The Genetics of Male Fertility-From Basic Science to Clinical Evaluation

Our understanding of male fertility has increased dramatically over the past several decades, in large part because of advances in technology and the ability to rapidly analyze large quantities of high-resolution genetic data. These research efforts have led to an understanding of some of the genes involved in male fertility and have enabled us to test for defects in these genes that result in infertility in men.
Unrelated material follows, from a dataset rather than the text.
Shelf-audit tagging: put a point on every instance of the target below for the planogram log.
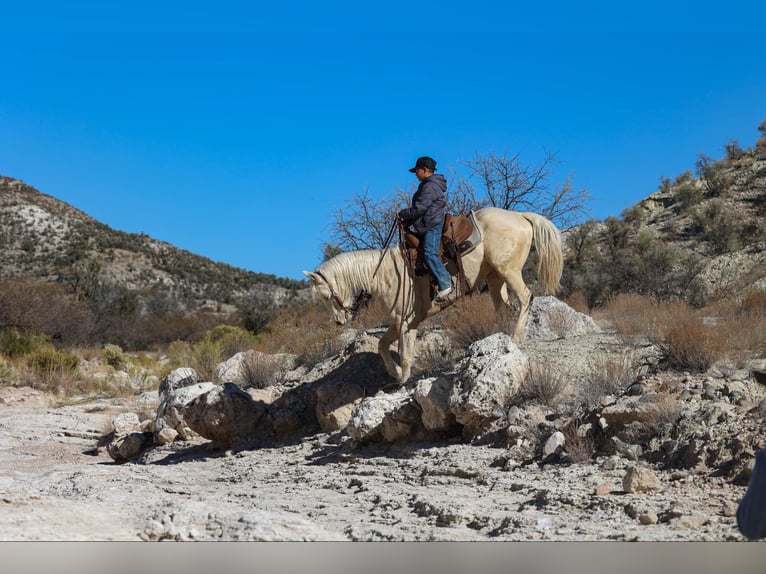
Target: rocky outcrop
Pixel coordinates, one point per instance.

However, our understanding of male fertility remains far from comprehensive, and many genes involved in male fertility likely remain to be identified and their mechanisms of action elucidated. This can only be accomplished through continued, persistent investigations using cutting-edge technologies. In this review, we discuss the history of genetic testing and how it applies to male fertility, from the identification of the sex chromosomes at the turn of the century to classification of single-nucleotide polymorphisms that may result in infertility and are the crux of modern genetic analysis. We discuss the genetic testing methodologies traditionally used for genetic assessment of infertile males, including karyotype analysis, sperm fluorescence in situ hybridization, and polymerase chain reaction-based testing for Y chromosomal evaluation, as well as cutting-edge genetic testing methodologies using microarrays and whole-genome sequencing, permitting analysis at a nucleotide-level resolution. Finally, we describe our vision of the future of genetic testing in the setting of male infertility, culminating in truly personalized medicine for each affected infertile male.